Always thinking of us, thanks. Nothing else to say, except:
I thought a thought.
But the thought I thought wasn't the thought
I thought I thought.

Within driving distance for JK I'd say. I think they should be prepared for an invasion from Arkansas pretty soon.

I guessing then these are 'Great Tits' or maybe 'Crested Tits' (being that Scots,er, ancestored feller is from Florida) maybe, 'Marsh Tits'?

I'm pretty sure not 'Coal or Willow Tits' and since you've recently posted on why you'd not be walking up the aisle I'm confident these specimens aren't 'Bearded Tits'?

Anyway, thanks for the tits David, (and thanks for the tip - now I know alls I got to do is make some inane comment on North Korea, wait a few weeks and There Will Be Tits!

Suppose I might as well put it here since most of the folks who'd be on the need to know list (meaning, responsible for flooding my inbox with "funnies") read here:

Some of "our" computers got hit pretty hard quite recently - so hard in fact the electrical power supplys surged so as to knock my wingbank off the line - "we're" unable to check email - worse yet, play solitaire - until the IT guys do the appropriate incantations.

Until my machine is righted I'm typing on laptop - arthritis severely tests my fingers on kiddie sized keyboards - geddit?


I went to one of those establisments with a group from work.

Reasonably good looking girls, and a limited menu that is best described as unimpressive.

But they had a fantastic aray of alcoholic beverages, which after consumption the girls would gorgeous and the food - who cares.
Hank’s Eclectic Meanderings

A group from work Hank?!!

What kinda outfit you work with?

Our boss say's "It's unhealthy" (or words to that effect) she won't even treat us to Hooter's.


A bunch of computer nerds out of town on an instalation project. After hours and on our own dime.

Own dime!


Your boss must have a resume' similar to mine.

David. I would not have a problem with either burd giving me relief from the daily routine. The burd on the left with the purse is clearly the business wummin.

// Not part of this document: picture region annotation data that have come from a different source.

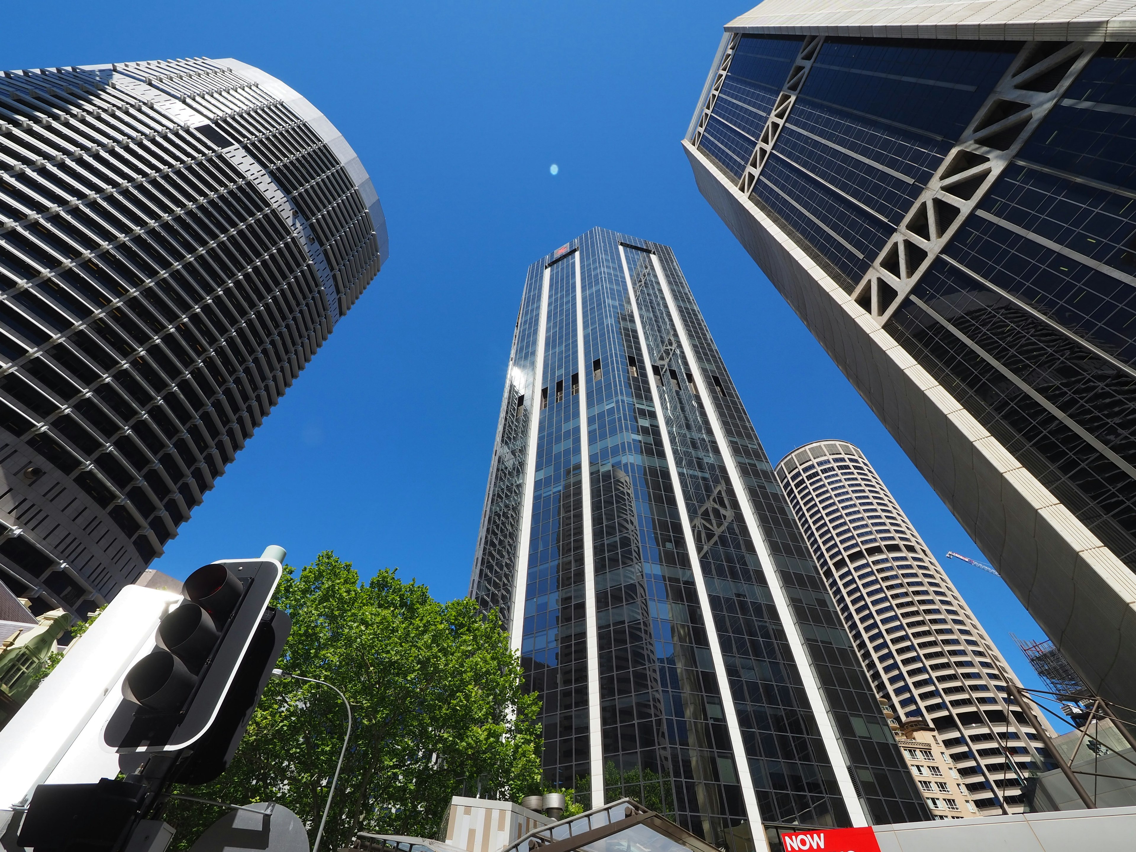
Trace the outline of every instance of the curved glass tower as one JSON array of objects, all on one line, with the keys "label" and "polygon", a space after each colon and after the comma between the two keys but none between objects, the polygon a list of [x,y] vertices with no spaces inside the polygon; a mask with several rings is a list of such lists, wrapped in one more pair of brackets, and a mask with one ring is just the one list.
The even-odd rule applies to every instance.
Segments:
[{"label": "curved glass tower", "polygon": [[[1009,663],[884,481],[843,441],[799,446],[777,462],[777,481],[876,693],[951,750],[962,783],[916,779],[935,816],[971,796],[983,816],[1020,813],[1027,779],[1055,766],[1049,732],[1008,694]],[[908,762],[925,774],[925,761]]]},{"label": "curved glass tower", "polygon": [[544,702],[544,771],[716,845],[927,819],[669,248],[529,267],[470,594]]},{"label": "curved glass tower", "polygon": [[386,259],[374,186],[234,59],[0,77],[0,578],[84,613],[176,535]]}]

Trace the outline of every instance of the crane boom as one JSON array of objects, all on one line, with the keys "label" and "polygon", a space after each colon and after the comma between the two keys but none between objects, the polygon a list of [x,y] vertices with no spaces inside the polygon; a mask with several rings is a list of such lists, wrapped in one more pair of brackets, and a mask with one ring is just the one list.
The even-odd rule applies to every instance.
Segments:
[{"label": "crane boom", "polygon": [[984,571],[986,571],[987,574],[993,574],[995,577],[1001,577],[1002,576],[994,568],[991,568],[985,562],[979,562],[976,559],[970,559],[970,557],[964,557],[961,553],[955,553],[953,550],[949,550],[946,552],[946,558],[947,559],[961,559],[963,562],[970,562],[970,565],[975,566],[975,568],[982,568]]}]

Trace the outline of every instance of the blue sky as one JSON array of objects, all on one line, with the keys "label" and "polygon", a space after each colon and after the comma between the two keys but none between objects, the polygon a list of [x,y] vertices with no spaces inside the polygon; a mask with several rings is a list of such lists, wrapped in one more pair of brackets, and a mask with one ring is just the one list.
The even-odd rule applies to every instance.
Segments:
[{"label": "blue sky", "polygon": [[[342,131],[386,210],[383,272],[154,567],[282,544],[463,595],[525,269],[600,225],[674,247],[758,433],[858,444],[928,545],[982,556],[699,195],[679,140],[742,2],[12,3],[3,67],[235,57]],[[557,175],[550,166],[557,164]],[[1042,638],[944,566],[1027,683]]]}]

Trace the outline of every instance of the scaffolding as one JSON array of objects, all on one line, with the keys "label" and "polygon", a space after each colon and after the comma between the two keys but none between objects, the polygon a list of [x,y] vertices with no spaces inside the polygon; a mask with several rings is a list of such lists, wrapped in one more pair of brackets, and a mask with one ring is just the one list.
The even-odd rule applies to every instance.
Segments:
[{"label": "scaffolding", "polygon": [[[1012,633],[1010,635],[1013,636]],[[1013,636],[1013,641],[1018,643],[1018,648],[1029,660],[1034,671],[1052,692],[1068,696],[1074,701],[1092,695],[1085,682],[1074,671],[1072,666],[1050,640],[1029,642]]]}]

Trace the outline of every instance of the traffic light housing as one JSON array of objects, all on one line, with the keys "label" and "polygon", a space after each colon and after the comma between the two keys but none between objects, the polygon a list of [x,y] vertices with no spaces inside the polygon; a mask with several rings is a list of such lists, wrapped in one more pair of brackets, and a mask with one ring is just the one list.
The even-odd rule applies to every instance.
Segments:
[{"label": "traffic light housing", "polygon": [[224,771],[291,628],[268,605],[281,574],[264,558],[191,574],[182,603],[158,625],[157,646],[123,679],[106,744],[140,759],[181,752],[172,780],[202,784]]}]

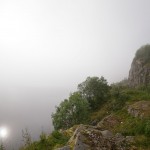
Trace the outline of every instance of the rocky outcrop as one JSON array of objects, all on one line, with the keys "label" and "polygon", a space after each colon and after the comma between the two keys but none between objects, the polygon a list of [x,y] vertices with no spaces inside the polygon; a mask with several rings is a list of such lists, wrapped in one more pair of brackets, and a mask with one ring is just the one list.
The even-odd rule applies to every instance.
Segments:
[{"label": "rocky outcrop", "polygon": [[68,146],[59,150],[127,150],[129,138],[97,126],[79,125]]},{"label": "rocky outcrop", "polygon": [[128,106],[128,113],[141,119],[150,118],[150,101],[139,101]]},{"label": "rocky outcrop", "polygon": [[131,87],[150,84],[150,45],[143,46],[136,52],[128,81]]},{"label": "rocky outcrop", "polygon": [[97,126],[100,127],[101,129],[112,129],[115,126],[119,125],[120,123],[121,123],[121,120],[119,120],[116,116],[111,114],[111,115],[104,117],[97,124]]}]

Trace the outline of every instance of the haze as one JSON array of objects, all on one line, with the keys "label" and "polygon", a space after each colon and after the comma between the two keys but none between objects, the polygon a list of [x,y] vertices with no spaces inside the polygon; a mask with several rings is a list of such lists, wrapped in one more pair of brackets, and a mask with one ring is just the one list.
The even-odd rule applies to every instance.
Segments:
[{"label": "haze", "polygon": [[[51,132],[55,105],[87,76],[128,77],[150,42],[149,0],[1,0],[0,126],[18,147]],[[12,140],[13,139],[13,140]]]}]

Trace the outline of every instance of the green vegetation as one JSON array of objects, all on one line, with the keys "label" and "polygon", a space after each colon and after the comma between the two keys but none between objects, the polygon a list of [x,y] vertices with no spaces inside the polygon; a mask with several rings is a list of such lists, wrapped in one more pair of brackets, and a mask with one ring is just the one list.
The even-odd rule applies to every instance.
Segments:
[{"label": "green vegetation", "polygon": [[97,109],[109,97],[110,87],[104,77],[88,77],[78,85],[79,92],[89,102],[92,110]]},{"label": "green vegetation", "polygon": [[144,64],[150,62],[150,45],[142,46],[137,50],[135,59],[139,58],[143,60]]},{"label": "green vegetation", "polygon": [[50,135],[41,133],[40,140],[26,144],[20,150],[52,150],[61,147],[69,140],[69,135],[64,135],[58,131],[53,131]]},{"label": "green vegetation", "polygon": [[56,107],[52,114],[53,125],[56,130],[67,129],[73,125],[87,123],[89,118],[89,104],[79,92],[70,95]]},{"label": "green vegetation", "polygon": [[142,102],[150,101],[149,91],[149,87],[144,86],[136,89],[129,88],[125,80],[108,86],[103,77],[88,77],[79,84],[78,92],[72,93],[68,99],[56,107],[56,112],[52,114],[55,131],[50,135],[42,133],[40,140],[36,142],[31,142],[30,136],[24,133],[27,135],[25,136],[26,142],[21,150],[53,150],[63,147],[72,136],[76,128],[74,125],[93,122],[96,125],[110,114],[117,122],[113,126],[105,124],[105,129],[111,130],[114,134],[134,136],[132,146],[139,150],[148,150],[150,147],[150,110],[144,112],[146,117],[135,117],[128,112],[128,108],[133,106],[137,109],[138,106],[135,103],[140,105]]}]

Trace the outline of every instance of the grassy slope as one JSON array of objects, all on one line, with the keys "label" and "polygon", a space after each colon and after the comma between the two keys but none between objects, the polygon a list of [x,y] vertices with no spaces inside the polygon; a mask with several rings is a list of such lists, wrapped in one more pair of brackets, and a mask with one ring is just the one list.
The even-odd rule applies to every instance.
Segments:
[{"label": "grassy slope", "polygon": [[[125,136],[135,136],[134,145],[139,150],[148,150],[150,147],[150,118],[135,118],[127,113],[127,106],[137,101],[150,101],[150,92],[145,89],[129,89],[114,86],[111,90],[111,99],[106,102],[97,111],[91,113],[91,120],[97,122],[109,114],[113,114],[121,120],[121,124],[105,128],[112,130],[114,133],[122,133]],[[55,149],[65,145],[73,134],[75,127],[64,132],[54,131],[51,135],[41,135],[40,141],[33,142],[31,145],[21,150],[32,149]],[[36,148],[35,148],[36,147]]]},{"label": "grassy slope", "polygon": [[[116,87],[114,87],[116,88]],[[121,120],[121,124],[110,130],[114,133],[122,133],[125,136],[135,136],[135,145],[139,150],[150,148],[150,117],[140,119],[127,112],[127,107],[135,102],[150,101],[150,92],[147,89],[112,89],[112,98],[101,109],[91,115],[92,120],[101,120],[108,114],[113,114]],[[150,111],[147,112],[148,115]],[[109,129],[109,127],[106,127]]]}]

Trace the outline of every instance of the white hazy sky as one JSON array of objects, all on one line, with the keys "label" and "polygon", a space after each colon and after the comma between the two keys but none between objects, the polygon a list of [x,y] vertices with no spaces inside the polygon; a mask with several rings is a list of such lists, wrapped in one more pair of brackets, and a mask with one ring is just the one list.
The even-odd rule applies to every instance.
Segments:
[{"label": "white hazy sky", "polygon": [[76,86],[128,76],[150,41],[149,0],[1,0],[0,82]]},{"label": "white hazy sky", "polygon": [[0,0],[0,126],[16,140],[8,143],[19,145],[25,127],[33,138],[41,128],[50,131],[54,106],[87,76],[109,83],[128,77],[136,50],[150,43],[149,6],[150,0]]}]

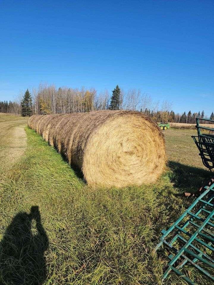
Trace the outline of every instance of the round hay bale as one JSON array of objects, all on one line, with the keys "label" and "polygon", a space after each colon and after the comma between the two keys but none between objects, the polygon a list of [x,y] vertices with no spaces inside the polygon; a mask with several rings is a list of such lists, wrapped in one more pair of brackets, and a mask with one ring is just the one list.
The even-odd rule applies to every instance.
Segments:
[{"label": "round hay bale", "polygon": [[29,126],[78,167],[90,185],[153,183],[164,169],[163,135],[141,113],[106,110],[32,117]]}]

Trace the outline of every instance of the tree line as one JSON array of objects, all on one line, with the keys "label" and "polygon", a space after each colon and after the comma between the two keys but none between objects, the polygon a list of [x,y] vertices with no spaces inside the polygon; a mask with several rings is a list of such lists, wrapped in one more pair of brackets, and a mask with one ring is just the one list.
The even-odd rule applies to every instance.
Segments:
[{"label": "tree line", "polygon": [[[200,111],[192,113],[190,110],[187,114],[185,111],[182,114],[175,114],[171,107],[171,104],[167,101],[160,104],[154,102],[150,96],[142,93],[139,89],[133,88],[125,91],[118,85],[110,96],[106,89],[97,94],[93,88],[56,88],[53,85],[40,84],[37,88],[32,89],[31,94],[27,89],[20,103],[0,102],[0,112],[21,114],[24,116],[110,109],[139,111],[157,122],[194,124],[196,118],[208,118],[203,110],[201,113]],[[209,118],[214,120],[213,112]]]}]

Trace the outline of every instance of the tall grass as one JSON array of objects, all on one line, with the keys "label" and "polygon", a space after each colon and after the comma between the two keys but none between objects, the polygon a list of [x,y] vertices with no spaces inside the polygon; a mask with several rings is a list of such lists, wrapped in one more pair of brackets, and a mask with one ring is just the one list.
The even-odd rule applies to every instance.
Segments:
[{"label": "tall grass", "polygon": [[[180,185],[179,178],[185,177],[186,170],[182,172],[174,166],[174,172],[169,170],[150,186],[92,189],[54,148],[34,131],[26,130],[25,156],[0,178],[0,250],[8,255],[0,256],[1,284],[10,284],[7,282],[12,272],[14,284],[24,284],[23,278],[25,284],[46,285],[161,284],[167,260],[153,250],[160,230],[189,204],[176,196],[182,189],[172,182]],[[198,182],[208,178],[200,173]],[[34,206],[39,206],[39,222],[36,217],[32,221],[29,214]],[[29,224],[35,236],[33,247],[24,230]],[[14,238],[7,236],[8,232]],[[21,244],[21,240],[28,242]],[[13,241],[15,257],[10,251]],[[35,245],[37,252],[44,255],[42,262],[32,261],[38,256]],[[209,284],[190,270],[200,284]],[[185,283],[172,274],[165,284]]]}]

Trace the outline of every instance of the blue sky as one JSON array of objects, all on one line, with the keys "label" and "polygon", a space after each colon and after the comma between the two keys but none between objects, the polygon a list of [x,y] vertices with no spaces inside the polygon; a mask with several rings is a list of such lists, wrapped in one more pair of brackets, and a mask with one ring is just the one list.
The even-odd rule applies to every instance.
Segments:
[{"label": "blue sky", "polygon": [[42,82],[214,111],[214,1],[0,1],[0,100]]}]

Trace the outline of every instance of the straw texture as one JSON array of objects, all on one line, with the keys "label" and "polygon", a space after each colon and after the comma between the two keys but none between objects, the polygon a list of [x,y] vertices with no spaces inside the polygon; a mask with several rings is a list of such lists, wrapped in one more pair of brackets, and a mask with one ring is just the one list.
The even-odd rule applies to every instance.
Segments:
[{"label": "straw texture", "polygon": [[81,169],[92,186],[153,183],[164,168],[162,133],[139,112],[34,115],[28,126]]}]

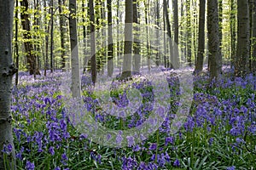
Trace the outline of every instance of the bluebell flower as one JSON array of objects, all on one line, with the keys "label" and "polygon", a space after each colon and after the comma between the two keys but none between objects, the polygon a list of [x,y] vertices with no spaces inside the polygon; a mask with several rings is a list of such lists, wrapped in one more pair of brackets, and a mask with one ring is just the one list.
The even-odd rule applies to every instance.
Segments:
[{"label": "bluebell flower", "polygon": [[26,161],[25,168],[26,170],[34,170],[35,165],[33,162],[31,162],[30,161]]}]

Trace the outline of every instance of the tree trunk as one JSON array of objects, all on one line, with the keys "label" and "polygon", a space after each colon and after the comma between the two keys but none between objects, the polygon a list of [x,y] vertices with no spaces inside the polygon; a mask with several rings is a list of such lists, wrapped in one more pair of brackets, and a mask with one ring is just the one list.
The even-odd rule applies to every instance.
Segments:
[{"label": "tree trunk", "polygon": [[231,40],[231,67],[235,67],[236,63],[236,8],[235,0],[230,2],[230,40]]},{"label": "tree trunk", "polygon": [[53,0],[50,1],[50,72],[54,70],[54,7]]},{"label": "tree trunk", "polygon": [[107,0],[108,8],[108,76],[112,76],[113,71],[113,48],[112,33],[112,4],[111,0]]},{"label": "tree trunk", "polygon": [[186,42],[187,42],[187,61],[189,65],[192,66],[192,52],[191,52],[191,43],[192,43],[192,36],[191,36],[191,14],[190,14],[190,0],[186,1],[186,18],[187,18],[187,28],[186,28]]},{"label": "tree trunk", "polygon": [[[6,148],[9,154],[0,151],[1,170],[15,169],[15,151],[10,115],[12,77],[17,71],[12,61],[14,4],[14,0],[0,1],[0,148],[2,150],[4,144],[12,146],[11,150]],[[4,154],[8,154],[8,160],[3,160]],[[8,167],[5,167],[6,164]]]},{"label": "tree trunk", "polygon": [[156,46],[156,55],[155,55],[155,65],[160,65],[160,37],[159,37],[159,28],[160,28],[160,1],[155,2],[155,25],[157,29],[155,29],[155,46]]},{"label": "tree trunk", "polygon": [[92,82],[96,81],[96,39],[95,39],[95,17],[93,0],[89,0],[90,21],[90,71]]},{"label": "tree trunk", "polygon": [[173,21],[174,21],[174,44],[173,54],[174,61],[172,61],[176,68],[179,67],[179,54],[178,54],[178,14],[177,14],[177,0],[172,0],[173,5]]},{"label": "tree trunk", "polygon": [[207,30],[209,46],[210,79],[218,78],[221,72],[219,37],[218,37],[218,0],[207,1]]},{"label": "tree trunk", "polygon": [[28,63],[28,71],[29,74],[35,75],[40,74],[39,71],[37,69],[37,60],[36,60],[36,56],[33,54],[33,45],[32,43],[31,40],[32,36],[30,32],[30,20],[29,20],[29,16],[27,14],[28,10],[28,1],[27,0],[23,0],[20,2],[21,7],[23,7],[23,10],[20,14],[20,19],[21,19],[21,25],[23,30],[26,31],[26,32],[23,34],[25,41],[24,46],[25,46],[25,52],[26,52],[26,61]]},{"label": "tree trunk", "polygon": [[206,0],[200,0],[199,31],[198,31],[198,51],[195,72],[198,73],[203,69],[205,53],[205,20],[206,20]]},{"label": "tree trunk", "polygon": [[[19,45],[18,45],[18,7],[19,0],[16,0],[16,8],[15,8],[15,59],[16,59],[16,68],[19,71]],[[17,86],[19,82],[19,71],[15,75],[15,85]]]},{"label": "tree trunk", "polygon": [[122,78],[131,76],[131,50],[132,50],[132,0],[125,0],[125,49]]},{"label": "tree trunk", "polygon": [[253,6],[252,72],[256,74],[256,0]]},{"label": "tree trunk", "polygon": [[244,76],[248,71],[249,46],[249,4],[248,1],[237,1],[237,44],[235,72]]},{"label": "tree trunk", "polygon": [[72,65],[72,96],[81,97],[81,78],[79,58],[79,44],[77,35],[77,4],[76,0],[69,0],[69,34],[71,48],[71,65]]},{"label": "tree trunk", "polygon": [[138,6],[138,1],[133,0],[133,23],[134,26],[134,71],[135,72],[140,72],[141,68],[141,55],[140,55],[140,42],[139,42],[139,22],[138,22],[138,14],[137,14],[137,6]]},{"label": "tree trunk", "polygon": [[[174,54],[173,54],[173,45],[172,45],[172,30],[171,30],[171,24],[169,20],[169,14],[168,14],[168,9],[167,9],[167,0],[164,0],[164,11],[165,11],[165,15],[166,15],[166,29],[167,29],[167,39],[169,42],[169,53],[170,53],[170,60],[171,62],[169,63],[169,67],[172,69],[174,69]],[[168,64],[167,64],[168,65]]]},{"label": "tree trunk", "polygon": [[62,6],[65,5],[65,0],[59,0],[59,14],[60,14],[60,31],[61,31],[61,69],[66,70],[66,48],[65,48],[65,17],[62,14]]}]

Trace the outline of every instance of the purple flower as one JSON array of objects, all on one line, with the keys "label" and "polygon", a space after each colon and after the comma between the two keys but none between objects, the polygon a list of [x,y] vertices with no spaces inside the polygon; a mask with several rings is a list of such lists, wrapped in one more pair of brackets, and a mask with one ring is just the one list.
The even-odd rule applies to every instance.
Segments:
[{"label": "purple flower", "polygon": [[235,169],[236,169],[235,166],[227,167],[227,170],[235,170]]},{"label": "purple flower", "polygon": [[133,136],[127,136],[126,139],[127,139],[127,141],[128,141],[128,147],[131,147],[132,144],[134,144]]},{"label": "purple flower", "polygon": [[55,168],[55,170],[61,170],[61,167],[56,167]]},{"label": "purple flower", "polygon": [[31,162],[30,161],[26,161],[25,168],[26,170],[34,170],[35,165],[33,162]]},{"label": "purple flower", "polygon": [[55,148],[53,146],[50,146],[49,149],[49,152],[50,155],[54,156],[55,155]]},{"label": "purple flower", "polygon": [[150,144],[148,150],[156,150],[156,146],[157,146],[157,144],[153,143]]},{"label": "purple flower", "polygon": [[174,161],[173,166],[174,166],[174,167],[180,167],[180,163],[179,163],[178,159],[176,159],[176,160]]},{"label": "purple flower", "polygon": [[174,139],[173,137],[167,137],[166,138],[166,145],[167,145],[169,143],[171,143],[172,144],[174,144]]}]

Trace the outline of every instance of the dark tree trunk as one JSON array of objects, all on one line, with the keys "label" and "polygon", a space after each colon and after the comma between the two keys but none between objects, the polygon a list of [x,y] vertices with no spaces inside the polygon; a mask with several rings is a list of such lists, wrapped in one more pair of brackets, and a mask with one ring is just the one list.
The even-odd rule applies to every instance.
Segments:
[{"label": "dark tree trunk", "polygon": [[256,0],[253,6],[253,43],[252,43],[252,71],[256,74]]},{"label": "dark tree trunk", "polygon": [[53,0],[50,1],[50,72],[54,71],[54,10]]},{"label": "dark tree trunk", "polygon": [[[16,59],[16,68],[19,71],[19,45],[18,45],[18,7],[19,0],[16,0],[16,9],[15,9],[15,59]],[[15,75],[15,85],[19,82],[19,71]]]},{"label": "dark tree trunk", "polygon": [[69,0],[69,34],[71,48],[71,65],[72,65],[72,96],[73,98],[81,97],[81,79],[79,58],[79,44],[77,34],[77,14],[76,0]]},{"label": "dark tree trunk", "polygon": [[218,0],[208,0],[207,4],[207,30],[209,46],[210,79],[218,78],[221,72]]},{"label": "dark tree trunk", "polygon": [[66,47],[65,47],[65,16],[62,14],[62,6],[65,5],[65,0],[59,0],[59,14],[60,14],[60,31],[61,31],[61,69],[66,70]]},{"label": "dark tree trunk", "polygon": [[174,61],[172,61],[176,68],[179,67],[179,54],[178,54],[178,14],[177,14],[177,0],[172,0],[173,5],[173,21],[174,21],[174,44],[173,54]]},{"label": "dark tree trunk", "polygon": [[195,72],[198,73],[203,69],[205,53],[205,20],[206,0],[200,0],[199,31],[198,31],[198,52]]},{"label": "dark tree trunk", "polygon": [[187,42],[187,61],[189,65],[192,66],[192,52],[191,52],[191,43],[192,43],[192,36],[191,36],[191,14],[190,14],[190,0],[186,1],[186,18],[187,18],[187,28],[186,28],[186,42]]},{"label": "dark tree trunk", "polygon": [[96,39],[95,39],[95,17],[93,0],[89,0],[90,21],[90,71],[92,82],[96,81]]},{"label": "dark tree trunk", "polygon": [[[165,17],[166,17],[166,29],[167,29],[167,39],[169,42],[169,53],[170,53],[170,60],[171,62],[169,61],[169,67],[172,69],[175,69],[177,65],[174,65],[174,54],[173,54],[173,44],[172,44],[172,30],[171,30],[171,24],[170,24],[170,20],[169,20],[169,14],[168,14],[168,9],[167,9],[167,0],[164,0],[164,11],[165,11]],[[167,64],[168,65],[168,64]]]},{"label": "dark tree trunk", "polygon": [[236,76],[244,76],[249,66],[249,4],[248,1],[237,1],[237,44]]},{"label": "dark tree trunk", "polygon": [[12,61],[14,4],[14,0],[0,1],[0,148],[3,150],[4,144],[12,146],[12,150],[5,161],[3,154],[7,153],[0,151],[1,170],[15,169],[15,150],[10,114],[12,78],[17,71]]},{"label": "dark tree trunk", "polygon": [[111,0],[107,0],[108,8],[108,76],[112,76],[113,71],[113,48],[112,35],[112,4]]},{"label": "dark tree trunk", "polygon": [[137,14],[137,5],[138,1],[133,0],[133,23],[134,23],[134,71],[140,72],[141,68],[141,56],[140,56],[140,40],[139,40],[139,22],[138,22],[138,14]]},{"label": "dark tree trunk", "polygon": [[20,14],[20,19],[21,19],[21,25],[23,30],[26,31],[26,32],[23,34],[25,41],[24,46],[25,46],[25,52],[26,52],[26,61],[28,64],[28,71],[30,75],[34,75],[34,76],[38,74],[40,75],[40,72],[38,69],[37,68],[37,60],[36,56],[33,54],[33,45],[32,43],[31,40],[32,36],[30,32],[30,20],[29,20],[29,15],[27,14],[28,10],[28,1],[23,0],[20,2],[20,5],[23,7],[23,10]]},{"label": "dark tree trunk", "polygon": [[132,51],[132,22],[133,22],[133,2],[125,0],[125,49],[122,78],[131,76],[131,51]]},{"label": "dark tree trunk", "polygon": [[230,40],[231,40],[231,67],[235,66],[236,63],[236,8],[235,0],[230,3]]}]

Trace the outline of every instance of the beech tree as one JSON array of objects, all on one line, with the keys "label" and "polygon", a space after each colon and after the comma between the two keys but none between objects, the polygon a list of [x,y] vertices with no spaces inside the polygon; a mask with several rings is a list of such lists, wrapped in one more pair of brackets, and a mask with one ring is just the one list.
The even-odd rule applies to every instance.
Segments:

David Niven kept his condoms and cigarettes in his sporran. As he scattered olives pretending to be goat droppings all over the ballroom.
Don't ask!

I've often wondered what sporrans were for.

Oats David not money!

Well, Jimmy, you'd go a long day's march to find a Jock with money! By the way commiserations for last night, er, if you're that side of the City!

Ah, now I gets it!

Andra says Mr. Niven "carried condoms", Jimmy, "oats."

I always wondered at that, 'sowing wild oats' - I never knew one was s'posed to have a sporran. But wouldn't that get in the way?

David. It was the Irish V Italians. All welcomed by the British for the job market. Unfortunately the hanger on Priests tagged along for a Ride! Not a Saltire or Union Flag to be seen.